Michael Oppenheimer, a climate scientist at Princeton University, said, “There’s a big element of cutting off our nose to spite our face just because the administration doesn’t like the words ‘climate change.”’

Since taking office, Trump has worked to roll back regulations on planet-warming carbon emissions. He announced his intention to withdraw from what he described as “the very expensive and unfair” Paris climate agreement signed by nearly 200 nations, approved the Keystone XL pipeline, and worked to scrap Obama-era initiatives meant to reduce carbon emissions from coal-fired power plants, among a long list of measures.

Trump has personally expressed skepticism about the reality of climate change, describing it on Twitter as an “expensive hoax” that was “created by and for the Chinese” to hurt U.S. manufacturing.

However, members of the Trump administration, including Defence Secretary James Mattis, have made clear they believe a changing climate should be taken into account by the U.S. military.

Trump himself signed a defence spending bill this month that orders the Pentagon to assess the “vulnerabilities to military installations and combatant commander requirements resulting from climate change over the next 20 years.”

“Trump is not just ignoring science and public opinion about the dangers of the climate crisis, he’s ignoring American generals and the Pentagon about what it takes to keep our military and our country safe,” Michael Brune, executive director of the Sierra Club, said in a statement.

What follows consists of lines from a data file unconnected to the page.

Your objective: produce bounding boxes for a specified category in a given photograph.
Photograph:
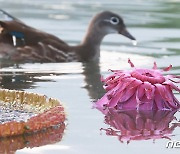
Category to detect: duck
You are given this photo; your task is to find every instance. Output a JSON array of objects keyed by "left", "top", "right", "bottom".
[{"left": 0, "top": 9, "right": 136, "bottom": 63}]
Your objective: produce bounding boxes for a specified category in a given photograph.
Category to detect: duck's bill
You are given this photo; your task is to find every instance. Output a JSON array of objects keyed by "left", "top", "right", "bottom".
[{"left": 119, "top": 29, "right": 136, "bottom": 41}]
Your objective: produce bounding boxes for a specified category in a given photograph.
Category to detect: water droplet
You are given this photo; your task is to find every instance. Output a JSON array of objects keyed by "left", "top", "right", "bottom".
[{"left": 132, "top": 40, "right": 137, "bottom": 46}]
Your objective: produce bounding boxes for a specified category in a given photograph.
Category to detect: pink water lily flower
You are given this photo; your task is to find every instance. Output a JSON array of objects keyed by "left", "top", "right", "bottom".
[{"left": 95, "top": 60, "right": 180, "bottom": 110}]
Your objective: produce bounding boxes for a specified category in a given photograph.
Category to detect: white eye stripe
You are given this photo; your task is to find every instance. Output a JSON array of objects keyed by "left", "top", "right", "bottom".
[
  {"left": 110, "top": 17, "right": 119, "bottom": 25},
  {"left": 104, "top": 17, "right": 119, "bottom": 25}
]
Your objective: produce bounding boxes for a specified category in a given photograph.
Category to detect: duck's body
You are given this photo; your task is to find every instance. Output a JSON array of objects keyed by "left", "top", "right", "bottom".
[{"left": 0, "top": 10, "right": 134, "bottom": 62}]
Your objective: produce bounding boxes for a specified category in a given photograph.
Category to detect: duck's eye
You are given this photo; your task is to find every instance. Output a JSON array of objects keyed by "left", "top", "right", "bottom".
[{"left": 110, "top": 17, "right": 119, "bottom": 25}]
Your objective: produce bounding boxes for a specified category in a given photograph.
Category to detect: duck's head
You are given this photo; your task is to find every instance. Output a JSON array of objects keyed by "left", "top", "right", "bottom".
[{"left": 86, "top": 11, "right": 136, "bottom": 40}]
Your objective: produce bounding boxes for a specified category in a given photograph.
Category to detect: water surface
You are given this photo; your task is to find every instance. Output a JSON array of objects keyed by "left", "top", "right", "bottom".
[{"left": 0, "top": 0, "right": 180, "bottom": 154}]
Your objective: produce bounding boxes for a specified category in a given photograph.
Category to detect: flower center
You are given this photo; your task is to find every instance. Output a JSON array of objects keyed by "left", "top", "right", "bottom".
[{"left": 131, "top": 69, "right": 165, "bottom": 84}]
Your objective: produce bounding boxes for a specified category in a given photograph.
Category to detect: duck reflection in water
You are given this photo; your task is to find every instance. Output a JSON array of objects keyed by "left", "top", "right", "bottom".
[{"left": 97, "top": 109, "right": 180, "bottom": 143}]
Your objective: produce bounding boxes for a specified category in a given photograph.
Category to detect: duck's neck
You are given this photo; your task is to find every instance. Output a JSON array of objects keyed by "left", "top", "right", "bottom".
[{"left": 77, "top": 27, "right": 105, "bottom": 61}]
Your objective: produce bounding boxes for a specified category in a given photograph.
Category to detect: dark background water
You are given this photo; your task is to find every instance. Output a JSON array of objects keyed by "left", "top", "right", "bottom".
[{"left": 0, "top": 0, "right": 180, "bottom": 154}]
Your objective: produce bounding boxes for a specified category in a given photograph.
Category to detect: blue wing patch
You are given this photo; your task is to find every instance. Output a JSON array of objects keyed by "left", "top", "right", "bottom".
[{"left": 9, "top": 31, "right": 24, "bottom": 39}]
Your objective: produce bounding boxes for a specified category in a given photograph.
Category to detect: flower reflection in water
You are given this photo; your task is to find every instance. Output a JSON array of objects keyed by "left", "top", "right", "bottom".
[
  {"left": 0, "top": 123, "right": 65, "bottom": 154},
  {"left": 98, "top": 108, "right": 180, "bottom": 143}
]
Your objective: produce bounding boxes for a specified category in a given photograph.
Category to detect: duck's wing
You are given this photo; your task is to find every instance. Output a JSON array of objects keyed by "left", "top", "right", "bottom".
[{"left": 0, "top": 10, "right": 71, "bottom": 62}]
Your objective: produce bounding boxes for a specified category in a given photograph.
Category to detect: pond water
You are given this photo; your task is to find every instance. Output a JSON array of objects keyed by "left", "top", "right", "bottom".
[{"left": 0, "top": 0, "right": 180, "bottom": 154}]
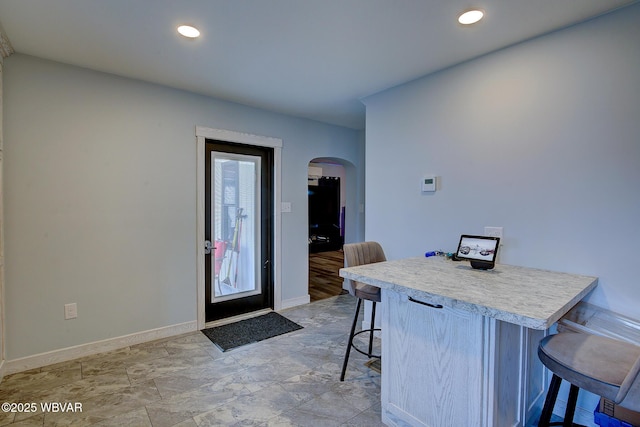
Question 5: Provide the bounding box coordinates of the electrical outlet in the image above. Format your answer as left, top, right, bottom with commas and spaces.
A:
484, 227, 502, 239
64, 302, 78, 320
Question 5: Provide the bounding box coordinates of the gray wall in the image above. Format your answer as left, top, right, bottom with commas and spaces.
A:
365, 5, 640, 422
4, 55, 363, 360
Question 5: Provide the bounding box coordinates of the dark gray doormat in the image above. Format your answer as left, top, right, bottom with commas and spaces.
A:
202, 311, 302, 351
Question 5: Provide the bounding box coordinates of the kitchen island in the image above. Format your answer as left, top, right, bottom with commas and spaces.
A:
340, 257, 598, 427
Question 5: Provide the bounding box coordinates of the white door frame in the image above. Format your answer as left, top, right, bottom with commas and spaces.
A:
196, 126, 282, 329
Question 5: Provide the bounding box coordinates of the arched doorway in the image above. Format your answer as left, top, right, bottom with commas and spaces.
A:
308, 158, 347, 302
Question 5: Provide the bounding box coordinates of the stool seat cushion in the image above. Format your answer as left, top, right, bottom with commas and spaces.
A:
538, 332, 640, 403
354, 282, 382, 302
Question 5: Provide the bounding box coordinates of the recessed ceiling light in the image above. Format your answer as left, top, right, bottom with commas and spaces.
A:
458, 9, 484, 25
178, 25, 200, 39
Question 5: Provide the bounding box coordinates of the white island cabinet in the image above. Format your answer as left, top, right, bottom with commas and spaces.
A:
340, 258, 597, 427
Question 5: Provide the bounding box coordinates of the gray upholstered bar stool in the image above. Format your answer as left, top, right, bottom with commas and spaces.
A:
538, 332, 640, 427
340, 242, 387, 381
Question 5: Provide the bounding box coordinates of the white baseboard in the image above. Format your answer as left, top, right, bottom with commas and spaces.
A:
280, 294, 311, 310
0, 320, 198, 379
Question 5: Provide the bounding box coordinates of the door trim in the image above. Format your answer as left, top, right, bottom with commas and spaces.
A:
196, 126, 282, 330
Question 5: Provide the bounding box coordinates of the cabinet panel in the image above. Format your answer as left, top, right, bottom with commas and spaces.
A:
382, 290, 485, 427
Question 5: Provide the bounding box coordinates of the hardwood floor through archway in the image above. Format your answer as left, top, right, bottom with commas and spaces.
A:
309, 250, 346, 302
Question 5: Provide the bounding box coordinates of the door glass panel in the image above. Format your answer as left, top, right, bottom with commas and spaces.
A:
211, 152, 262, 303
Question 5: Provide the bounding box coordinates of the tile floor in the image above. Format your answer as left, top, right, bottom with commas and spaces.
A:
0, 295, 382, 427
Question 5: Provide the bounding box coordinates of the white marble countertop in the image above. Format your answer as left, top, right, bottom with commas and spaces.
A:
340, 257, 598, 329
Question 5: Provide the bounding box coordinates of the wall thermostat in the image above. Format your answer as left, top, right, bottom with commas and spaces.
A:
422, 175, 436, 192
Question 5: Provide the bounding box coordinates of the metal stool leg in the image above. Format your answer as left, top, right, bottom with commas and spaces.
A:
562, 384, 580, 427
538, 374, 562, 427
367, 301, 376, 357
340, 298, 362, 381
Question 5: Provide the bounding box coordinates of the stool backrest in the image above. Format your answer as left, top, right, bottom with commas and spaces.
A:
616, 357, 640, 412
343, 242, 387, 295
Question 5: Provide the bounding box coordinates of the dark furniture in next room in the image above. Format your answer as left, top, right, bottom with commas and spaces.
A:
308, 177, 343, 253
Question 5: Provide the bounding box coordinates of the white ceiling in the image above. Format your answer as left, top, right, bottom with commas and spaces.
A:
0, 0, 637, 129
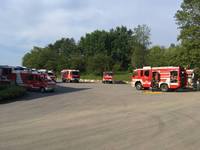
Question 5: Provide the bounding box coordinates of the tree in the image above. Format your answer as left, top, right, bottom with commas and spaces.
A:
149, 46, 167, 67
130, 25, 151, 69
175, 0, 200, 68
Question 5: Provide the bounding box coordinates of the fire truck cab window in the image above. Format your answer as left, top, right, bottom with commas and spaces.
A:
133, 71, 138, 77
170, 71, 178, 83
35, 76, 42, 81
140, 70, 143, 77
26, 75, 34, 81
3, 69, 11, 75
144, 70, 149, 77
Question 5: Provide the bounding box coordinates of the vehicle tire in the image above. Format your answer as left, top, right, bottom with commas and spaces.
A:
135, 83, 142, 90
40, 87, 45, 93
160, 84, 169, 92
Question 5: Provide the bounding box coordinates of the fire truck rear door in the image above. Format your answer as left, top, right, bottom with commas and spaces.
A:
143, 69, 151, 87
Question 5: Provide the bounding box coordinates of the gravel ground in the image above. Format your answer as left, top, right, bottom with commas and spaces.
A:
0, 83, 200, 150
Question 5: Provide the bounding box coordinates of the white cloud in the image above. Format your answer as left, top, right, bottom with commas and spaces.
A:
0, 0, 182, 65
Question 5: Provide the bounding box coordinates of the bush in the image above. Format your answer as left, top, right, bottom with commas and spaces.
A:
0, 84, 9, 91
0, 85, 26, 100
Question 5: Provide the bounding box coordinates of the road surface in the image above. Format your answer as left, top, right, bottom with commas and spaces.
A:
0, 83, 200, 150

But David Titley, a retired rear admiral and the director of the Center for Solutions to Weather and Climate Risk at Penn State, said he was pleased to see at least some reference to greenhouse gases and pollution in the document, although he said it was unlikely to have much impact on day-to-day actions by the Department of Defence.

“The facts on the ground are the earth is continuing to heat up. The sea level continues to rise. So whether or not this administration talks about climate risk, the DoD is going to have to deal with it,” he said.